Lee left behind a legacy of distinguished works as the Hakka community leader for over half a century. In his lifetime, the community grew to over 15,000 people.

=== Sino-Indian war repercussion on the community ===
When the Sino-Indian war broke out in 1962, the community went through an upheaval with their civil liberties and freedom violated. Lee, through his English-speaking son, had been helping the community with their application submission and follow-up years before the war broke out. His family and those who possessed Permanent Indian Residency papers were not detained.

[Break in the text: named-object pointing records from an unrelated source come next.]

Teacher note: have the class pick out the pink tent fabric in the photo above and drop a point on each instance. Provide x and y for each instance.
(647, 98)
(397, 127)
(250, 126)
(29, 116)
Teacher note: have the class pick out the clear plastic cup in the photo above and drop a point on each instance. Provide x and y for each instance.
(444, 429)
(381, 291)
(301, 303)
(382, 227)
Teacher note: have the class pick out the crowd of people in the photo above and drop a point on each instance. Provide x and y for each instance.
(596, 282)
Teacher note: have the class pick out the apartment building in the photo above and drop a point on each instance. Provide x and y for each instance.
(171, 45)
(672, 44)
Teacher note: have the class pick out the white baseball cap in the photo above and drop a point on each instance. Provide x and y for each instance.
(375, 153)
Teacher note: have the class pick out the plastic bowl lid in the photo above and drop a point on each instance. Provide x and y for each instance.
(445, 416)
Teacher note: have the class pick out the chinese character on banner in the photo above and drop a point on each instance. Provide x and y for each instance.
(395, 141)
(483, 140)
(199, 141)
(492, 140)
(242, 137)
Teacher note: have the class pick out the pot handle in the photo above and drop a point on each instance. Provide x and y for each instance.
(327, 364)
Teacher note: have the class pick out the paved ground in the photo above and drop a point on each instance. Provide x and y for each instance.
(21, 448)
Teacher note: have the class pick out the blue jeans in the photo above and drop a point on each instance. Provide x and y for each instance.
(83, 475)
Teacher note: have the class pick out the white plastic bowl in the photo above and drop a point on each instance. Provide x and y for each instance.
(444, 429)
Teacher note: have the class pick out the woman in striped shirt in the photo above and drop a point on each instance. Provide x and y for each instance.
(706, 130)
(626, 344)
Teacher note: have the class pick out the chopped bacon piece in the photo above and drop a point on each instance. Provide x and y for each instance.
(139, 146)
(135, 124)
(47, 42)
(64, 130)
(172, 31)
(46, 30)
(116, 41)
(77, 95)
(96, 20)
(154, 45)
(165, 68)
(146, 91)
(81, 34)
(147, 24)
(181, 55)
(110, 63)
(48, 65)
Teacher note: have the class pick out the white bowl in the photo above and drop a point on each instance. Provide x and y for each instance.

After the war, the community gathered themselves and set about to find their families and to restore their properties and businesses.

=== Environmental Plan for relocation of the community tanneries ===
Four years after his death, a directive on the community came by the order of the Supreme Court (1995) to relocate the Kolkata tanneries. This caused more of the Chinese community to leave India on their own, while others stayed and converted their tanneries into restaurants. The majority of the community immigrated to Canada.